Ils ralentirent, le tourbillon s’éloigna d’eux pour se fondre en un nouveau tableau : tout était vert, à l’infini, on n’apercevait que du vert.
« C’est la jungle, très chère… », annonça le vieil homme avec un accent anglais non dissimulé, en indiquant de sa main l’étendue d’arbres et de lianes. Puis, apercevant la perplexité d’Anna, il s’empressa de rajouter, en lui tendant la main : « Je suis Kipling, Rudyard Kipling, pour vous servir, Mademoiselle ».
Pas très convaincue, ne reconnaissant pas son nom, elle se contenta de lui frôler la main avec un petit sourire embarrassé. Elle se sentait si petite, au milieu de cette brume qui les entourait, de ces arbres qui touchaient le ciel… elle entendait au loin des éléphants barrir, des singes crier ; pourtant un certain silence, reposant, régnait.
« C’est ici que je suis souvent venu pour chercher mon inspiration, pour mes livres… » révéla-t-il d’un ton rêveur, adossé contre un arbre, caché derrière de hautes fougères « ah, nostalgie, quand tu nous tiens…profite de ta vie, jeune fille, elle est bien courte ».
Elle n’eut pas le temps de réagir que déjà il l’entraînait, vers le haut cette fois-ci, tentant de rejoindre les cimes des arbres. Ils volaient. Ils prenaient de la vitesse. Les singes, l’air ahuri, les regardaient s’envoler en ricanant. Mais qui était donc ce vieillard ? Un fou sorti d’un asile ? Un psychopathe ? Peu importait, mais cette douce lueur qui brillait dans ses yeux gris, cet air étrangement familier donnait envie de lui faire confiance, et ce voyage était trop fou pour ne pas en profiter.
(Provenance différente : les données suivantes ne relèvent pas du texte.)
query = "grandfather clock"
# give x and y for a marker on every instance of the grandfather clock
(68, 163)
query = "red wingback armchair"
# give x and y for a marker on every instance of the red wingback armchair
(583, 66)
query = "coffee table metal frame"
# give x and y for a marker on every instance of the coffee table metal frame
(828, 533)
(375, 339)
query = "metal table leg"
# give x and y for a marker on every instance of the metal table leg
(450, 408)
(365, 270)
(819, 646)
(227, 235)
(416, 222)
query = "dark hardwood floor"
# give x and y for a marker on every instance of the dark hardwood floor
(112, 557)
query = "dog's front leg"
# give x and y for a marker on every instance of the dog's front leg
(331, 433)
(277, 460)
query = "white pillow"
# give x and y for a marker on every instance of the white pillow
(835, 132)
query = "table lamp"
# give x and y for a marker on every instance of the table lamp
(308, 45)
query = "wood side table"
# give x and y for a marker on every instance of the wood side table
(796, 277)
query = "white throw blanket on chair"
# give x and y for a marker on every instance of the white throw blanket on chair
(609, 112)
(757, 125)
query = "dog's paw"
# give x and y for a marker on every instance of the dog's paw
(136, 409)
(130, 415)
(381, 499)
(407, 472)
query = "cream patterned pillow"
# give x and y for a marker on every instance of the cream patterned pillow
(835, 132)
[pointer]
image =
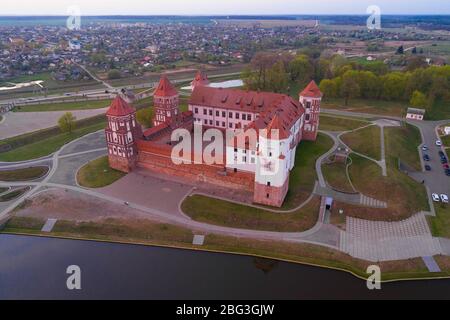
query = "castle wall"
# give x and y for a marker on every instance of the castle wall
(158, 159)
(270, 196)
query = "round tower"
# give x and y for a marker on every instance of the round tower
(121, 135)
(311, 98)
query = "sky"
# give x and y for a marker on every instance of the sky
(221, 7)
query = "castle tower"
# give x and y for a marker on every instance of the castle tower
(272, 169)
(311, 98)
(121, 135)
(166, 101)
(201, 79)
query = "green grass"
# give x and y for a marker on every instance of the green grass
(31, 173)
(402, 143)
(440, 225)
(336, 176)
(366, 141)
(98, 174)
(153, 233)
(330, 123)
(48, 145)
(439, 111)
(66, 106)
(377, 107)
(405, 197)
(304, 176)
(13, 194)
(228, 214)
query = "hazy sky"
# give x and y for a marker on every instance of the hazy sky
(209, 7)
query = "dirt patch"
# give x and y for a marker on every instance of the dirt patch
(74, 206)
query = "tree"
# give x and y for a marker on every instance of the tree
(144, 117)
(328, 88)
(418, 99)
(350, 88)
(277, 78)
(67, 122)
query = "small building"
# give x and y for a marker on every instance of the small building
(447, 131)
(415, 114)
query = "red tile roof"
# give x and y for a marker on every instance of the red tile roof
(278, 110)
(311, 91)
(165, 88)
(201, 79)
(119, 107)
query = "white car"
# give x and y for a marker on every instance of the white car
(435, 197)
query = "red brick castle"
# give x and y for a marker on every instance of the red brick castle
(262, 168)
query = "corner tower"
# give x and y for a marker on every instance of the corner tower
(121, 135)
(166, 101)
(311, 98)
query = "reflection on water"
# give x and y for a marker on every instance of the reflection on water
(33, 267)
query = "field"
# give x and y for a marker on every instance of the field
(366, 141)
(332, 123)
(97, 174)
(66, 106)
(48, 145)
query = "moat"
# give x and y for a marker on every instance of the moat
(35, 268)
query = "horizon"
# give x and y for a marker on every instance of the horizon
(230, 7)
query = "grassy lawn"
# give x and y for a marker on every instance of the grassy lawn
(446, 140)
(440, 225)
(31, 173)
(404, 196)
(303, 176)
(13, 194)
(378, 107)
(402, 143)
(153, 233)
(97, 174)
(67, 106)
(332, 123)
(228, 214)
(336, 176)
(439, 111)
(48, 145)
(366, 141)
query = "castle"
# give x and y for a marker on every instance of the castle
(245, 165)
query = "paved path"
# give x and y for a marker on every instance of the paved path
(386, 241)
(373, 241)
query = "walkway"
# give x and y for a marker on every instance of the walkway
(385, 241)
(363, 239)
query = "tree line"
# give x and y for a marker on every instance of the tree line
(339, 77)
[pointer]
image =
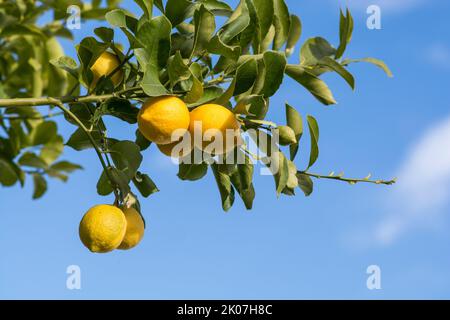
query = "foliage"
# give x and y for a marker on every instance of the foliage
(180, 52)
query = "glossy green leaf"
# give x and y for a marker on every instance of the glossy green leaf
(373, 61)
(192, 172)
(30, 159)
(40, 186)
(315, 50)
(295, 33)
(282, 22)
(66, 166)
(295, 122)
(345, 32)
(126, 156)
(275, 65)
(314, 132)
(177, 11)
(339, 69)
(225, 187)
(204, 29)
(145, 184)
(305, 183)
(313, 84)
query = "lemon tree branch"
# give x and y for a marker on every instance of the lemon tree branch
(348, 180)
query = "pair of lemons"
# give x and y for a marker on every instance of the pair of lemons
(162, 117)
(105, 228)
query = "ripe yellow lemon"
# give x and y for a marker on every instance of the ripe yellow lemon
(135, 229)
(216, 122)
(102, 228)
(104, 66)
(161, 117)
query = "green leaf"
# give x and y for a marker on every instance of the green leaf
(295, 33)
(52, 150)
(236, 24)
(315, 50)
(254, 106)
(345, 32)
(313, 84)
(147, 7)
(80, 141)
(225, 187)
(217, 46)
(264, 11)
(314, 132)
(106, 34)
(151, 84)
(192, 171)
(43, 133)
(120, 18)
(66, 166)
(142, 141)
(156, 37)
(119, 108)
(30, 159)
(40, 186)
(145, 184)
(279, 167)
(335, 66)
(305, 183)
(8, 175)
(209, 94)
(177, 69)
(247, 194)
(245, 76)
(275, 65)
(287, 136)
(295, 122)
(177, 11)
(282, 22)
(67, 64)
(83, 111)
(119, 180)
(373, 61)
(292, 182)
(127, 157)
(204, 29)
(196, 91)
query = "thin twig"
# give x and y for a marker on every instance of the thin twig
(349, 180)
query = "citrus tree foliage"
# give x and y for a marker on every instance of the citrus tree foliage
(173, 48)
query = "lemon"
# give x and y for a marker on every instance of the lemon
(102, 228)
(216, 122)
(104, 66)
(135, 229)
(161, 117)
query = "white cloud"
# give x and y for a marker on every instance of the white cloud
(439, 55)
(385, 5)
(420, 198)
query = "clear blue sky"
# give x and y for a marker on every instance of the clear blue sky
(317, 247)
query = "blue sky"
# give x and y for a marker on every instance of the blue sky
(317, 247)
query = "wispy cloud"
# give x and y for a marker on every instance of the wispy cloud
(438, 55)
(396, 6)
(423, 192)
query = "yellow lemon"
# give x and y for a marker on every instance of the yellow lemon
(211, 122)
(135, 229)
(104, 66)
(102, 228)
(161, 117)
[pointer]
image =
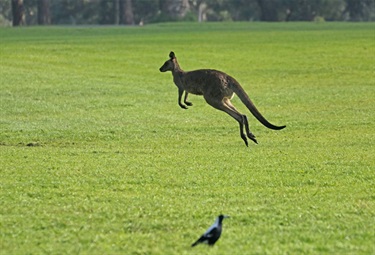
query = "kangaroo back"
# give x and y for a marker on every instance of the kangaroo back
(240, 92)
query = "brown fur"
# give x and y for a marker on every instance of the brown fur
(217, 88)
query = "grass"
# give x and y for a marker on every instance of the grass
(98, 158)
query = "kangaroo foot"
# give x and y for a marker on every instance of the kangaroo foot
(183, 106)
(245, 140)
(252, 137)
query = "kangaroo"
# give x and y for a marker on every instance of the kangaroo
(218, 89)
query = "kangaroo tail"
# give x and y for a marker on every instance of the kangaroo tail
(250, 105)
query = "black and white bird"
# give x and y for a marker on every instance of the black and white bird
(213, 233)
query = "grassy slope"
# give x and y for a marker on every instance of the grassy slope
(118, 167)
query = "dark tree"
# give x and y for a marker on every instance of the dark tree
(44, 17)
(18, 12)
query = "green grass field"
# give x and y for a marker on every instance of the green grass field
(96, 157)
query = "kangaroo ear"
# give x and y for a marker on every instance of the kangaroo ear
(171, 55)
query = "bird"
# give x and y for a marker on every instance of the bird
(213, 233)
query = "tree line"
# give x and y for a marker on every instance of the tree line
(130, 12)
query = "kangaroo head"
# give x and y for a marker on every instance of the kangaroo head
(170, 64)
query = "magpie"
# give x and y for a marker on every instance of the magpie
(213, 233)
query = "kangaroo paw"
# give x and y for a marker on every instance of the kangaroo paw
(245, 140)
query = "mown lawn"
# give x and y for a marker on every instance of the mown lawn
(96, 157)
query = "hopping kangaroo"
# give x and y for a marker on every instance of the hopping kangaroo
(217, 89)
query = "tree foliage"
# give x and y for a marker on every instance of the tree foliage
(130, 12)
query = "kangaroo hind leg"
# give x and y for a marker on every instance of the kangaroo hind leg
(245, 122)
(221, 105)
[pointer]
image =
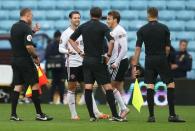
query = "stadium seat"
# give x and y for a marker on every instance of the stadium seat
(138, 5)
(65, 5)
(160, 5)
(135, 25)
(190, 25)
(176, 5)
(29, 4)
(176, 25)
(39, 15)
(129, 15)
(61, 25)
(185, 35)
(83, 5)
(166, 15)
(120, 5)
(10, 5)
(3, 16)
(46, 5)
(190, 5)
(105, 5)
(54, 15)
(185, 15)
(14, 15)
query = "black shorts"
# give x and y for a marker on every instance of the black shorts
(76, 74)
(118, 74)
(24, 71)
(95, 70)
(157, 65)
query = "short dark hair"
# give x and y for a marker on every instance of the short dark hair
(96, 12)
(183, 40)
(115, 15)
(24, 11)
(72, 13)
(153, 12)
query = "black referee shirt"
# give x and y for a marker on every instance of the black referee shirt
(21, 35)
(93, 33)
(156, 37)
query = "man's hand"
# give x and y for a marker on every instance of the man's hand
(174, 66)
(36, 61)
(36, 27)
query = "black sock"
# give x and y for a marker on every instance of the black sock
(36, 101)
(89, 102)
(111, 101)
(171, 99)
(15, 97)
(150, 100)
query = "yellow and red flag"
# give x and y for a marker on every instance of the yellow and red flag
(42, 81)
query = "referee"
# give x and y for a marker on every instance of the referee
(156, 37)
(23, 63)
(94, 63)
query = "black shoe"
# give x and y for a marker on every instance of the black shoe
(93, 119)
(117, 119)
(151, 119)
(175, 119)
(43, 117)
(15, 118)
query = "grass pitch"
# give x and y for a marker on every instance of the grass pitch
(62, 122)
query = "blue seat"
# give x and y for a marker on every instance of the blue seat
(120, 5)
(185, 35)
(160, 5)
(190, 25)
(3, 15)
(61, 24)
(54, 15)
(64, 5)
(190, 5)
(176, 25)
(29, 4)
(6, 25)
(83, 5)
(138, 5)
(39, 15)
(129, 15)
(10, 5)
(185, 15)
(135, 25)
(14, 15)
(46, 5)
(102, 4)
(176, 5)
(166, 15)
(46, 25)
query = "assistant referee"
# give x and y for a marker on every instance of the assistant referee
(156, 37)
(23, 63)
(94, 64)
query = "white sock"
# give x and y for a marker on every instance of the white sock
(95, 108)
(119, 99)
(71, 103)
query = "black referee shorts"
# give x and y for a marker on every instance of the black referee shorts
(24, 71)
(94, 70)
(157, 65)
(119, 73)
(76, 74)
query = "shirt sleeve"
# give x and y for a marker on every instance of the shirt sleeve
(28, 36)
(139, 41)
(63, 46)
(107, 33)
(167, 37)
(76, 34)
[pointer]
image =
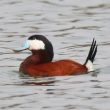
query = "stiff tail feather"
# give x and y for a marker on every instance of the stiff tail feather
(91, 56)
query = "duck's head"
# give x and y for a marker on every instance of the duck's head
(37, 43)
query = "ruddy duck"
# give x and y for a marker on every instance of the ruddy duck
(40, 63)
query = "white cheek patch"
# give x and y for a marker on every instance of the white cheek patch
(36, 45)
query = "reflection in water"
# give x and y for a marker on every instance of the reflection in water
(71, 26)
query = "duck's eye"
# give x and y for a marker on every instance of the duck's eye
(32, 38)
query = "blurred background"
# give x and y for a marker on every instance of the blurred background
(70, 25)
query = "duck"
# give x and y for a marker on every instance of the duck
(40, 63)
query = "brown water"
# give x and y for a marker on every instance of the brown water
(70, 25)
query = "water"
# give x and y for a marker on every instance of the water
(70, 26)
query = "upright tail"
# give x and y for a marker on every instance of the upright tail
(90, 58)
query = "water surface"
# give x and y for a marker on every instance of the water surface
(70, 26)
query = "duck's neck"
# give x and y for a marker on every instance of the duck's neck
(40, 56)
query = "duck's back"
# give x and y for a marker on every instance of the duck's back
(58, 68)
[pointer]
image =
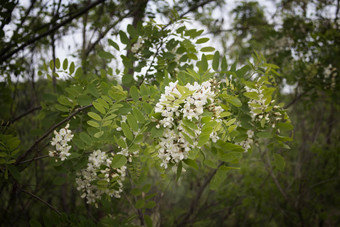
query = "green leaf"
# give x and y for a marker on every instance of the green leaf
(285, 126)
(140, 203)
(59, 180)
(252, 95)
(132, 122)
(204, 63)
(134, 93)
(139, 116)
(202, 40)
(232, 100)
(191, 163)
(118, 161)
(14, 172)
(207, 49)
(93, 123)
(225, 146)
(123, 37)
(224, 64)
(71, 69)
(99, 107)
(85, 137)
(202, 139)
(264, 134)
(106, 55)
(179, 170)
(220, 176)
(57, 63)
(132, 31)
(61, 108)
(65, 101)
(279, 162)
(65, 64)
(114, 44)
(216, 61)
(98, 134)
(84, 100)
(157, 132)
(127, 132)
(51, 65)
(230, 156)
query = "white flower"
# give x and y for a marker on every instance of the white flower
(60, 141)
(173, 146)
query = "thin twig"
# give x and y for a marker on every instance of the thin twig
(8, 123)
(41, 200)
(195, 201)
(53, 29)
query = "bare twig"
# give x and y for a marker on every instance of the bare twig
(8, 123)
(52, 30)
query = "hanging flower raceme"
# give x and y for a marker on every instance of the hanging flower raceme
(60, 141)
(262, 108)
(101, 177)
(181, 106)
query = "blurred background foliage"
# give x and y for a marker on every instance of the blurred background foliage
(302, 37)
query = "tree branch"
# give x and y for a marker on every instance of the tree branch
(8, 123)
(53, 29)
(49, 131)
(195, 201)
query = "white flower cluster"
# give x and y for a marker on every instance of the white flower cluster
(137, 45)
(60, 141)
(175, 106)
(262, 109)
(98, 169)
(247, 143)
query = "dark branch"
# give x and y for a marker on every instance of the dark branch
(8, 123)
(41, 200)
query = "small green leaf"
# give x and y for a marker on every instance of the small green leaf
(98, 134)
(134, 93)
(191, 163)
(99, 107)
(216, 61)
(71, 70)
(264, 134)
(118, 161)
(114, 44)
(279, 162)
(65, 64)
(179, 170)
(140, 203)
(123, 37)
(202, 40)
(202, 139)
(106, 55)
(224, 64)
(84, 100)
(57, 63)
(252, 95)
(132, 122)
(207, 49)
(219, 177)
(127, 132)
(232, 100)
(93, 123)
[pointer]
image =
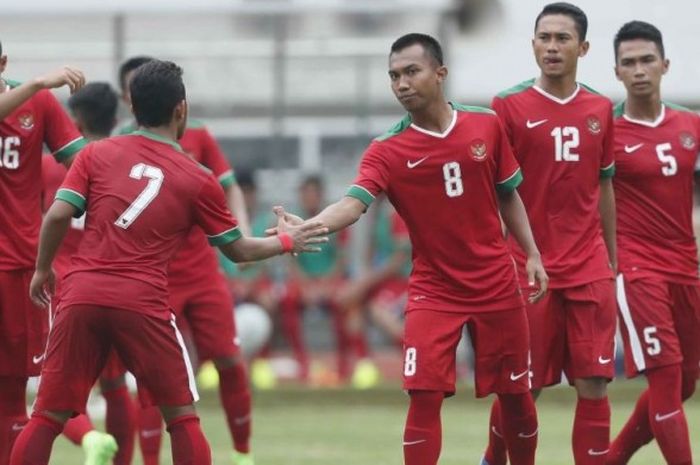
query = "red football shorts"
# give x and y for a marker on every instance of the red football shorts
(500, 340)
(572, 330)
(660, 324)
(207, 305)
(23, 326)
(80, 343)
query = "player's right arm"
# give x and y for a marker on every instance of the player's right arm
(13, 98)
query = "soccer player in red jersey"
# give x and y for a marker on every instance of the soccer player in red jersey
(94, 109)
(656, 146)
(33, 117)
(449, 170)
(142, 194)
(199, 293)
(562, 136)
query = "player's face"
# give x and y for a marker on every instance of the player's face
(640, 67)
(416, 78)
(557, 46)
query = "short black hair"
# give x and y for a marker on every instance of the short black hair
(639, 30)
(156, 89)
(130, 65)
(96, 106)
(566, 9)
(430, 45)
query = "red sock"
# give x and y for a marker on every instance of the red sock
(121, 422)
(235, 398)
(33, 446)
(188, 444)
(496, 453)
(591, 433)
(635, 434)
(666, 414)
(76, 428)
(150, 433)
(422, 437)
(519, 425)
(13, 413)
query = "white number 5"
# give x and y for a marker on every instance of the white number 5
(155, 180)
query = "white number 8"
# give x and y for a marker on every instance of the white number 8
(453, 179)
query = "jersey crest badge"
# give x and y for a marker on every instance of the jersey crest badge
(26, 121)
(687, 140)
(593, 124)
(478, 148)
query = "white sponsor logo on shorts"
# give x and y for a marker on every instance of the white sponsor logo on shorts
(411, 443)
(659, 417)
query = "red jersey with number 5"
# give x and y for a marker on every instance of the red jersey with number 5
(654, 194)
(564, 147)
(38, 121)
(444, 187)
(142, 195)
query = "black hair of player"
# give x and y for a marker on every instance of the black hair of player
(566, 9)
(430, 45)
(130, 65)
(639, 30)
(156, 89)
(95, 105)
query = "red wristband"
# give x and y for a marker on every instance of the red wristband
(286, 241)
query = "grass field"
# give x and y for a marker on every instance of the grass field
(295, 426)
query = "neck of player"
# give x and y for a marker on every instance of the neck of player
(435, 117)
(643, 108)
(561, 87)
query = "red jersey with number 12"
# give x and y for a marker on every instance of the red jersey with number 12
(564, 147)
(142, 195)
(654, 194)
(444, 187)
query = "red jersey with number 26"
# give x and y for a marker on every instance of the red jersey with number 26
(654, 194)
(38, 121)
(444, 187)
(142, 196)
(564, 147)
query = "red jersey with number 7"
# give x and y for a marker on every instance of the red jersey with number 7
(23, 133)
(654, 194)
(444, 187)
(142, 196)
(564, 147)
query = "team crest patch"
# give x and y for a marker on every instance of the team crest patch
(478, 148)
(687, 140)
(26, 121)
(593, 124)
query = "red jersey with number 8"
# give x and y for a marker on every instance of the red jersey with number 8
(142, 196)
(444, 187)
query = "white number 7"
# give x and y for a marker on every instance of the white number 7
(155, 180)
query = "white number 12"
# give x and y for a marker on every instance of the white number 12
(155, 180)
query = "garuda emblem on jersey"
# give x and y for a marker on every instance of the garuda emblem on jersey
(26, 121)
(687, 140)
(593, 124)
(478, 148)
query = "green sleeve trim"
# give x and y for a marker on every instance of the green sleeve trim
(227, 179)
(509, 184)
(523, 86)
(70, 149)
(73, 198)
(225, 237)
(396, 129)
(608, 171)
(361, 194)
(471, 108)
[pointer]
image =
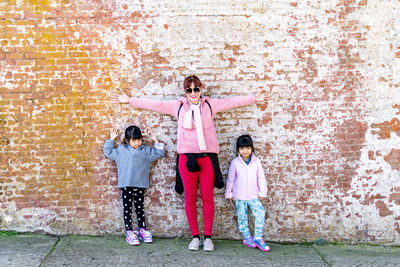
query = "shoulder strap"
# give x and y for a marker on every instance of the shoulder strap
(179, 109)
(209, 106)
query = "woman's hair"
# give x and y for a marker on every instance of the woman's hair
(244, 141)
(132, 132)
(192, 80)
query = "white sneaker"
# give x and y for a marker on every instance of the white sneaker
(208, 245)
(194, 244)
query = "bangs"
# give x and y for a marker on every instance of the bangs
(191, 80)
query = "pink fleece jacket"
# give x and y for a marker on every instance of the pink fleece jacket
(246, 182)
(187, 138)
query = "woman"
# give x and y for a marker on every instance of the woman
(197, 146)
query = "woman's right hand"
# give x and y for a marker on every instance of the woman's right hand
(113, 134)
(122, 98)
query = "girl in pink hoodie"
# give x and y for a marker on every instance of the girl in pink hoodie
(197, 146)
(246, 185)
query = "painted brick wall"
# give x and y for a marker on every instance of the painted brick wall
(329, 137)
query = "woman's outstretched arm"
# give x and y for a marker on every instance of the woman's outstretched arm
(169, 107)
(238, 101)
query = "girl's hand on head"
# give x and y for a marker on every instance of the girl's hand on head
(122, 98)
(262, 96)
(113, 134)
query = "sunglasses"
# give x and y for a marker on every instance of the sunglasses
(189, 90)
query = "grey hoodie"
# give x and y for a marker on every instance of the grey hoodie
(133, 165)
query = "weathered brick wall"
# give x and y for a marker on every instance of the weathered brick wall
(329, 137)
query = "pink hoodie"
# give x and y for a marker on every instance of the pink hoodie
(246, 182)
(187, 138)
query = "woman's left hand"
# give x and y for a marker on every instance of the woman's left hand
(153, 136)
(262, 96)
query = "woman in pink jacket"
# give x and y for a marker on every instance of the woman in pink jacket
(246, 185)
(197, 147)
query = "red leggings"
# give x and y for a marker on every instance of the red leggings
(189, 179)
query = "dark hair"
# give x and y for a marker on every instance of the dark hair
(132, 132)
(192, 80)
(244, 141)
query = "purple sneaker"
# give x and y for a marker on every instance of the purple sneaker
(131, 238)
(260, 243)
(248, 241)
(145, 236)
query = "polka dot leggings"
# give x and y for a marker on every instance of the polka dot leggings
(137, 195)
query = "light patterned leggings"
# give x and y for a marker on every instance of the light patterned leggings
(259, 216)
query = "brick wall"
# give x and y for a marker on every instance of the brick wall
(329, 137)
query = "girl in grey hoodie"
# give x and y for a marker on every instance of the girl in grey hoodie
(133, 161)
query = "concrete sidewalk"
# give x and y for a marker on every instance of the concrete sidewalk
(42, 250)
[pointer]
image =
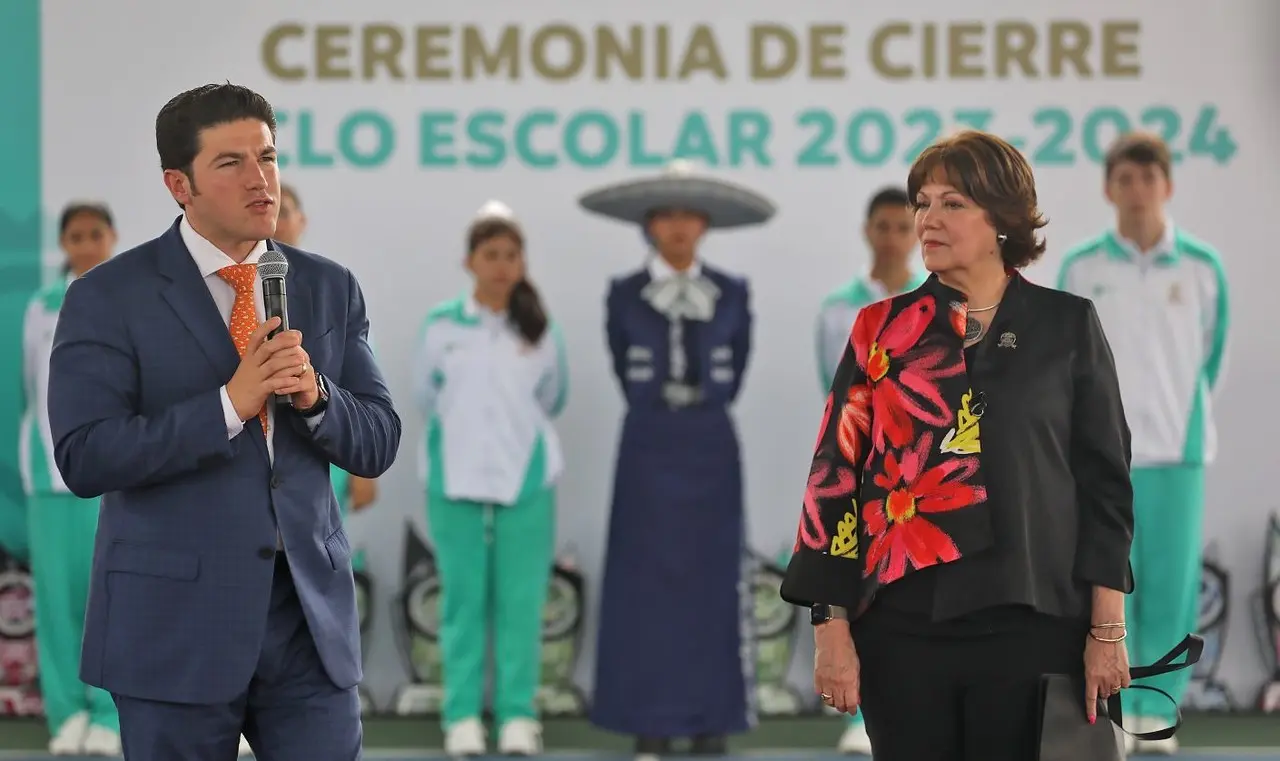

Ils prenaient toujours plus d’altitude, la jungle n’était plus qu’une vague étendue verte sous leurs pieds, le ciel indien, d’un bleu limpide, s’offrait à eux ; le soleil les enveloppait de ses rayons. Ils eurent un instant de flottement puis commencèrent à redescendre, le parapluie leur faisant office de parachute. Ils atterrirent avec un bruit sourd dans une eau un peu trouble. Le vieillard se mit à rire aux éclats : « Le Gange ! Nous y voici ! ». S’il n’avait pas ces rides et ces cheveux blancs, on aurait pu croire que c’était un enfant qui découvrait l’eau pour la première fois, et Anna ne put s’empêcher de rire. Cela lui sembla étrange, ce son si inhabituel qui lui était venu, à elle, qui ne souriait que par hasard dans le quotidien gris de Paris.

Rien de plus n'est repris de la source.